The complexities of the human body are explored by investigating, in great detail, many functions the body performs routinely every day.

IMAX takes MAX to the mini by using the latest in technology to travel inside our body to look at how we function. We watch the trip of a cherry tomato from mouth to stomach, a peak inside a heart valve as it opens and closes, and a human egg (the largest cell) being fertilized by a sperm.

Packed into 40 minutes are a host of facts, stunning images and a story that holds it all together. We follow the lives of Buster and Heather Pike who are house/child sitting for their niece and nephew Zannah and Luke (Zannah Lawrence and Luke Brinkers). This well put together film touches on what goes into the body as well as what comes out, without being gross or inappropriate. By the end of the film we see Heather give birth to her baby and the genital areas of infant boys and girls in a swimming pool.

Watching hair grow and seeing the moving x-rays of a dog running behind Luke as he's riding his bike was fascinating. Looking at an egg as a sea of sperm made its way toward it gave meaning to "the moment of conception." Seeing a hand form as cells die, to create fingers from a paddle, was stunning, as it debunks our thinking on the way that limbs develop.
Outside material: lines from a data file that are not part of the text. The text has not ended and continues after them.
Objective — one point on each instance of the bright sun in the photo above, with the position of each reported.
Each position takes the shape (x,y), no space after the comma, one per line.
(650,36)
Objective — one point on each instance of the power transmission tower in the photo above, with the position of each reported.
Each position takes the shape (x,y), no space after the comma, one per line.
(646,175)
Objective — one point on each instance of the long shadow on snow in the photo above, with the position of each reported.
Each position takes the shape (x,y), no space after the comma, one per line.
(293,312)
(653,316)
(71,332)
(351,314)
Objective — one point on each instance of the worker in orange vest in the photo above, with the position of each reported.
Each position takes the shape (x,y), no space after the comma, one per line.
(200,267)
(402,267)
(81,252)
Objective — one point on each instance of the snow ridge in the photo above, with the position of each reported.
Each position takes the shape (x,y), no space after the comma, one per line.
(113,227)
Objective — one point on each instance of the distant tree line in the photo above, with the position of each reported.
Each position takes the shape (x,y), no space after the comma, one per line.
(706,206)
Some `gee whiz, I bet you didn't know' facts about our bodies that inform and entertain both adults and children are:

The human body loses 200 billion red blood cells each day. Fortunately, our bodies' manufacture 2 million replacement cells every second. Just one red blood cell may travel 100 miles through a vast network of 60,000 miles of veins, capillaries and arteries.
When we open our eyes in the morning, the top layer of our vision sense receptors is literally scorched away.
The human brain is the largest user of energy in our body, consuming 20% of the energy produced by what we eat and drink. It uses this energy to fire electrical impulses at 250 miles per hour.
A sperm is the tiniest cell in the human body while the egg is the largest. 500,000,000 sperm are released in a single ejaculation. A few hundred will make it to the fallopian tubes where the egg is housed and just a few dozen will complete their journey.

Using the latest in technology, such as thermal imagery, advanced scanning electron microscopes, leading edge medical computer graphics, motion-control photography and X-ray techniques, this film   "…brings images to the audience on a scale never before captured in the history of cinema."

Three years in the making, "The Human Body" is a power packed documentary/science project that holds your attention every moment. Unlike most IMAX films, which take us far from home, this personal view shows us being us.